Re: Proposed text for section 1.6.2 and 1.6.3

Cutler, Roger (RogerCutler) wrote:
> It appears to me, however, that we are moving toward declaring the term "Web service" as being essentially undefined.  I think that this would be a huge disappointment to many and a failure to respond to a fundamental, though perhaps unstated, expectation of most of the stakeholders in the work of this WG.  I believe that we are essentially empowered to define the term, and if we cannot reach a consensus on this we have failed very fundamentally.
> 

Agree. But a SOA implies services, I think.

> - Agents identify objects in the system, called "resources," with Uniform Resource Identifiers (URIs).
> - Agents represent, describe, and communicate resource state via "representations" of the resource in a variety of widely-understood data formats (e.g. XML, HTML, CSS, JPEG, PDF ). 
> - Agents exchange representations via  protocols that use URIs to identify and directly or indirectly address the agents and resources.

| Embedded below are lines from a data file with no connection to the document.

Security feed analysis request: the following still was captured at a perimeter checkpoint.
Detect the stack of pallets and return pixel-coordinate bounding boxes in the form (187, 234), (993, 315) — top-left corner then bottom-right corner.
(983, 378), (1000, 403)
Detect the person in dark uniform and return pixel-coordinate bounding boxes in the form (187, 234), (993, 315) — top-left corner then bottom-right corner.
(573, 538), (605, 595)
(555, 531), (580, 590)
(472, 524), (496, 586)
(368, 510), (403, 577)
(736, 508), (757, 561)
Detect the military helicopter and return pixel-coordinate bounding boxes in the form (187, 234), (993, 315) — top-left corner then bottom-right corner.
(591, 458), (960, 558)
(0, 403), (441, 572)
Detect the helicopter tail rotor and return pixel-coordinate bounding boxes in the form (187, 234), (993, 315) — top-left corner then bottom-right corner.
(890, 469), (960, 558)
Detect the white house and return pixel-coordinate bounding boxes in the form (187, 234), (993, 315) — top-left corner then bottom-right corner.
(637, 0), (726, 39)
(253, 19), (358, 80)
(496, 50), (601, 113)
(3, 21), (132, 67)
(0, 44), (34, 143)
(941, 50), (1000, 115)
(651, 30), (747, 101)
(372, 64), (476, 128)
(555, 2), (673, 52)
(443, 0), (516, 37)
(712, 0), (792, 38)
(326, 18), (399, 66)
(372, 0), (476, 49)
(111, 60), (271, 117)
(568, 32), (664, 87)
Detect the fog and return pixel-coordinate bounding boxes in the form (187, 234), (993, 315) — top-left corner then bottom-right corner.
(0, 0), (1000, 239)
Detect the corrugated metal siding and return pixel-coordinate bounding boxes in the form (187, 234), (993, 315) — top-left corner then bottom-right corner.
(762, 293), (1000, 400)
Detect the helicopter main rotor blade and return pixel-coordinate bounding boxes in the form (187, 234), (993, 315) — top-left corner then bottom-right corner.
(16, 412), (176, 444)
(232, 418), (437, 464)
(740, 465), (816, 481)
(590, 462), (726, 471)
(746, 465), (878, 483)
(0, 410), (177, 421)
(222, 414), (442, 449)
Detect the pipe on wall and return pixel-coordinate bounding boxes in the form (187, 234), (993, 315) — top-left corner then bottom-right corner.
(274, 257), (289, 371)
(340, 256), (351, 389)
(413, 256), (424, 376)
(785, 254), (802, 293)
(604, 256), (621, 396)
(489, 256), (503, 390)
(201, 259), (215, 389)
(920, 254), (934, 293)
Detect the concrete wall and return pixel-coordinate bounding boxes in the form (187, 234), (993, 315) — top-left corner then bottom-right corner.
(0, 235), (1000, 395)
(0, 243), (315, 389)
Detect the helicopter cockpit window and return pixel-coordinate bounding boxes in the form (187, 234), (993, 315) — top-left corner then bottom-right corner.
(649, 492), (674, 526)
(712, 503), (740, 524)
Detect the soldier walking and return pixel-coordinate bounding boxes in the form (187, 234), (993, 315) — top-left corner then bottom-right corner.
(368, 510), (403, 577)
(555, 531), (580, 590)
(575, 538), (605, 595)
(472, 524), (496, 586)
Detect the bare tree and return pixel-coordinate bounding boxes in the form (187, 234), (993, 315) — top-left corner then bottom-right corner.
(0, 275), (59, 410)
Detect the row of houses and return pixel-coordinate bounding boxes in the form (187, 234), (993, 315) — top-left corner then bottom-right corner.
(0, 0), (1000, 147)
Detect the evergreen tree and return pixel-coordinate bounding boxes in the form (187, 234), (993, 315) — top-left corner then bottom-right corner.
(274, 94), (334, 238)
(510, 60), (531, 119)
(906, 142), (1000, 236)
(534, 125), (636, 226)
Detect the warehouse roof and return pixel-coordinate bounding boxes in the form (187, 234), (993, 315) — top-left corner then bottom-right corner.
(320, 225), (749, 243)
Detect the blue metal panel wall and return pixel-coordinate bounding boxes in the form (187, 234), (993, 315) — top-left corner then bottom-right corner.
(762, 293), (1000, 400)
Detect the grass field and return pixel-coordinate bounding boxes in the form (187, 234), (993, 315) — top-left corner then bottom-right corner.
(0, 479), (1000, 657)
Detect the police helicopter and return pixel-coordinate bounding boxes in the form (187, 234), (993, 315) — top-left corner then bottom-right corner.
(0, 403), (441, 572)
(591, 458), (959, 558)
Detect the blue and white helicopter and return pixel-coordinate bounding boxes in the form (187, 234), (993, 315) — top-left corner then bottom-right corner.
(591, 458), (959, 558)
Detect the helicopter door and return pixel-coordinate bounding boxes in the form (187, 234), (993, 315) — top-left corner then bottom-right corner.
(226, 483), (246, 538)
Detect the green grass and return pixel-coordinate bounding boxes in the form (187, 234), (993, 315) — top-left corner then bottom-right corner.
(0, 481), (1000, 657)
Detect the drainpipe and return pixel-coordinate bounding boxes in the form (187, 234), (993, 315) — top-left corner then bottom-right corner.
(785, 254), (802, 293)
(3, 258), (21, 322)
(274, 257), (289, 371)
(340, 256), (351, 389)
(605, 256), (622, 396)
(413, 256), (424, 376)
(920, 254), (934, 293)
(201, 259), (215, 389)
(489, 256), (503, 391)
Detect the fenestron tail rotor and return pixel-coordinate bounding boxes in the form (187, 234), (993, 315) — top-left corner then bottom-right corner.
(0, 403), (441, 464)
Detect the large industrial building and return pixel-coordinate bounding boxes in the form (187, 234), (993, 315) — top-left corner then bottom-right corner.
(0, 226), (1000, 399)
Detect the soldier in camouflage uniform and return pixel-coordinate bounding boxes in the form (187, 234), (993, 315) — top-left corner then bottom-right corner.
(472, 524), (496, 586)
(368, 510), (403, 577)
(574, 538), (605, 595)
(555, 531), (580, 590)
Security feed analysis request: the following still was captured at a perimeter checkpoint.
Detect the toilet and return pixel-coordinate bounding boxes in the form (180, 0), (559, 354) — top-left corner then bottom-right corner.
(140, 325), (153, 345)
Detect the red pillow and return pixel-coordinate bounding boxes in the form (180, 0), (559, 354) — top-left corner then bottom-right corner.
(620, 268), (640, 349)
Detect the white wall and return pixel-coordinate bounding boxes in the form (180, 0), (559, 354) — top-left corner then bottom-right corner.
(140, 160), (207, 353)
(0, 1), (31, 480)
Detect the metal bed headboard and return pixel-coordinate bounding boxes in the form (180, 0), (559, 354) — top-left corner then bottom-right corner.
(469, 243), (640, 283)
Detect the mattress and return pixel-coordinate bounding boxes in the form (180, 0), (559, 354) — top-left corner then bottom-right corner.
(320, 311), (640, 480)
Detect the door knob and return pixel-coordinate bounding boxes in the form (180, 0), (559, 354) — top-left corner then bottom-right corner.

If you shift this from describing the agent using the service to the 
service itself, perhaps you could say a web service:

1. is identifiable as a named resource (personally I am not very happy 
equating this with a URI, although this seems to be the consensus view).
2. can produce and/or consume data in some standard representation, as
part of a distributed system.
3. can participate in a specified pattern of data exchanges.

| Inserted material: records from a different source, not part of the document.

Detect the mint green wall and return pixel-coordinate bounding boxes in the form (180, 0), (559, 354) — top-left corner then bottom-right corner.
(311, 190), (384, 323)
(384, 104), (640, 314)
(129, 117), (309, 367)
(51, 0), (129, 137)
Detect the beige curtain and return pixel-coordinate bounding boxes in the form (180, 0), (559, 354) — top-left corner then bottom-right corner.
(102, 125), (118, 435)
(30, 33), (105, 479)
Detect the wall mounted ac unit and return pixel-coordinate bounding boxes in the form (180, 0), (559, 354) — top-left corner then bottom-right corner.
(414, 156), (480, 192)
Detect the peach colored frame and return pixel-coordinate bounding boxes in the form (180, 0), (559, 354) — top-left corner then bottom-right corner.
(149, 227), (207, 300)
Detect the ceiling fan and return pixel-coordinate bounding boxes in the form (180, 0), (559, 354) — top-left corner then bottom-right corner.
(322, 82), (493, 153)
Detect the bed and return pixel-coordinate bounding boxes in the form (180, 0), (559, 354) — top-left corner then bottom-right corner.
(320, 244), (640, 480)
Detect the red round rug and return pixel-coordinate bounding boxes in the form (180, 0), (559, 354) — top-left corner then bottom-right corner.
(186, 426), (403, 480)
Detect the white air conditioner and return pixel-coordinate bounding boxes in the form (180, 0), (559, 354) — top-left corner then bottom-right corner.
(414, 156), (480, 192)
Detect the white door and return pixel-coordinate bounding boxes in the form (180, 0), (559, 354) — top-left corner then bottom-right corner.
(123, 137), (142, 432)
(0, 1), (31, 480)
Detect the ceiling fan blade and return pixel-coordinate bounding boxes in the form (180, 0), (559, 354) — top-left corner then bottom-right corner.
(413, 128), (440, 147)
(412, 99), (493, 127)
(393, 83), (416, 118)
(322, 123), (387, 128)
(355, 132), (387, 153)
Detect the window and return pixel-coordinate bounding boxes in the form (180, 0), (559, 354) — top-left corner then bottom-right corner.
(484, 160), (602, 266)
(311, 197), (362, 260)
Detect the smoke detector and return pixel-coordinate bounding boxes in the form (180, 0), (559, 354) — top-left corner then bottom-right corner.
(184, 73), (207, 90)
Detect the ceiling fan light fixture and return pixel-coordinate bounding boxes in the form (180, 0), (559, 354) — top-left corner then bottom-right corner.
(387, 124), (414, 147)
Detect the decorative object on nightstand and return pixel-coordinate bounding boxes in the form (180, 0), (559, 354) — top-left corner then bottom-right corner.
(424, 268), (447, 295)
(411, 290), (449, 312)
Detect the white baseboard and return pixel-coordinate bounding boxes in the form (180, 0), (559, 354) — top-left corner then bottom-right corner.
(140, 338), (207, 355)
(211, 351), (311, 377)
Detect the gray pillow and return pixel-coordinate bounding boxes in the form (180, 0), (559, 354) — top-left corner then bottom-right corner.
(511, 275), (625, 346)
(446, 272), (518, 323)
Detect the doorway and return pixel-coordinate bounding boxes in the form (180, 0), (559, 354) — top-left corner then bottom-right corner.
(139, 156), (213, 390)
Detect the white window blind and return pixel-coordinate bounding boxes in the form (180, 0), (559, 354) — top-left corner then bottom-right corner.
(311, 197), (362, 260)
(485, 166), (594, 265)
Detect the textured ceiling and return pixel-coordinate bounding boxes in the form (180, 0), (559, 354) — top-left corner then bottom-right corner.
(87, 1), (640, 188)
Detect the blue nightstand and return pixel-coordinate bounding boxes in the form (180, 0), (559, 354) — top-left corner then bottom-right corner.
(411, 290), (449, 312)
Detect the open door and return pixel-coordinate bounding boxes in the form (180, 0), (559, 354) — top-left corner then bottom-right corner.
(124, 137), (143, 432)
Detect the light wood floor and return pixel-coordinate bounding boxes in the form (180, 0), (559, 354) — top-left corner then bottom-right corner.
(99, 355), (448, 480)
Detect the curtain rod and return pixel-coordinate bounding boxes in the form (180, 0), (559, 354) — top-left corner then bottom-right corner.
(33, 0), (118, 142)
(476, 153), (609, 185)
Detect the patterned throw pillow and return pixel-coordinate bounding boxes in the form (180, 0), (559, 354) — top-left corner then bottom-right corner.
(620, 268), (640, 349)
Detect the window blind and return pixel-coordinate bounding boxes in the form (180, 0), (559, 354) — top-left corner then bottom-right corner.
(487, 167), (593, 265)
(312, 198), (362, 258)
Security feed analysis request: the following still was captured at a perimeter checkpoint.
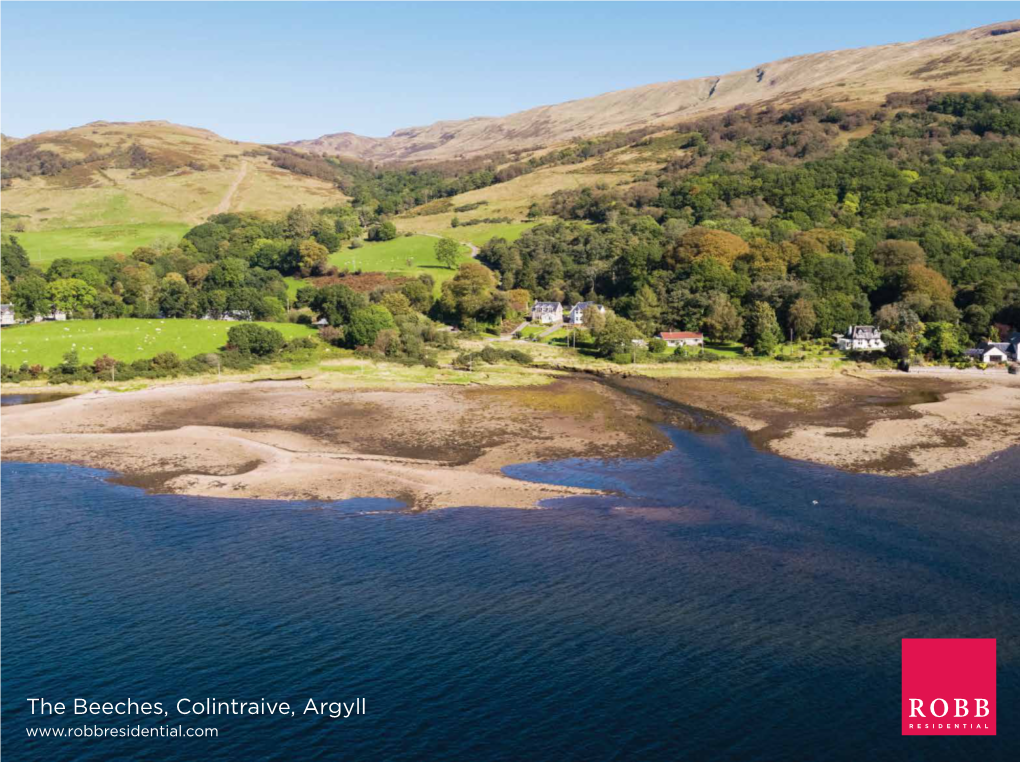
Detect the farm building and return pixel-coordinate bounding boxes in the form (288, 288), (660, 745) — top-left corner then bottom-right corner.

This avoids saying the metadata is WSDL, or the payload is XML vs. 
something else (leaving open the possibility of a REST-based web 
service). A REST-based service uses fixed verbs and may not have 
metadata (since the verbs are universal and well-understood). A 
WSDL-based web service has WSDL metadata. A WSDL/SOAP web service in 
addition uses SOAP as its data representation.

This possibly wouldn't even exclude something like CORBA, at least in 
its modern incarnation that supports IIOP.